Only one of those really matters, though.

Much better for building software

The thing that makes this laptop more than a $2799 toy is the boon to my development work. I wanted to benchmark it, not in a strictly scientific way (there are websites that will do that) but in a comparative way in the actually existing use case for me: building Android apps.

The first thing I noticed: a big cut in the time taken to actually launch Studio. It’s an immediate lifestyle improvement.
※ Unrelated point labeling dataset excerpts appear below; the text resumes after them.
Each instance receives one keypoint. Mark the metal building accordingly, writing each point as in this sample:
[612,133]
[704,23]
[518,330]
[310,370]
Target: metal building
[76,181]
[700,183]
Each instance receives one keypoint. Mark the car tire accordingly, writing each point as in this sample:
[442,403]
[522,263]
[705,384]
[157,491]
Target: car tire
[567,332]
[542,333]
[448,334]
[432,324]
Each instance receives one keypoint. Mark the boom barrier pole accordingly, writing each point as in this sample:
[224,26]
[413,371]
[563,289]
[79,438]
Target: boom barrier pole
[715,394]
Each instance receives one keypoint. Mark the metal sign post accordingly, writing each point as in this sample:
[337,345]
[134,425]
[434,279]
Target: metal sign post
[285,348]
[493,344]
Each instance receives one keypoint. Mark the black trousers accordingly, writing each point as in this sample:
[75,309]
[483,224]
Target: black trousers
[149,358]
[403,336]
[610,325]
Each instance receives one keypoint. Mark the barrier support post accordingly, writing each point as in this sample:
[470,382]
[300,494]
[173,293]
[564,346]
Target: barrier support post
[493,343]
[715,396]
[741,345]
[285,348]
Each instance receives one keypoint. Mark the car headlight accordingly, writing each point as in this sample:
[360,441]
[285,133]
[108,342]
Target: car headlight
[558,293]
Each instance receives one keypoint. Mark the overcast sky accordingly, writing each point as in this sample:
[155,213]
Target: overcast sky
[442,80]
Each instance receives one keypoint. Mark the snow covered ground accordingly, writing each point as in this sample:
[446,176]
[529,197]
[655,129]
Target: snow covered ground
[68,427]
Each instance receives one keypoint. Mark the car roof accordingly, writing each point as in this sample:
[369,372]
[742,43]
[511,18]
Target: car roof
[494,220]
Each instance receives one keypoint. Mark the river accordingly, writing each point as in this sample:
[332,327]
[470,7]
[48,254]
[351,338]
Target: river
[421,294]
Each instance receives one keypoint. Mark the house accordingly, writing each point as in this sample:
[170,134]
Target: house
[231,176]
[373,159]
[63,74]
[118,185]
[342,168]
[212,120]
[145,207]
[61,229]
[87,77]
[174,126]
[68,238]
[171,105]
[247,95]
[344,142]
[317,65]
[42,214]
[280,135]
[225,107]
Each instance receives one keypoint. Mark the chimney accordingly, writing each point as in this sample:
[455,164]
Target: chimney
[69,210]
I invalidated caches and restarted Studio on both machines. The two apps opened at the same time (not optimal performance-wise, but not uncommon when I’m working on these apps intensively).

I then ran and recorded times for three events, on each machine, for both of the apps I regularly build:

  • Initial Gradle sync and build
  • Build but don’t install (common for testing)
  • Build and install

Shock of all shocks, the 2019 pro computer is much better than the 2015 budget-by-Apple’s-standards computer (graphs generated with a Jupyter notebook on the new laptop, smaller bars are better; code here):

Yeah. I needed a new computer. 🙂

I expect 2020 to be a big year for me for a number of reasons I’ll share over time, and my old laptop just couldn’t keep up. This one will, and I’m happy with it.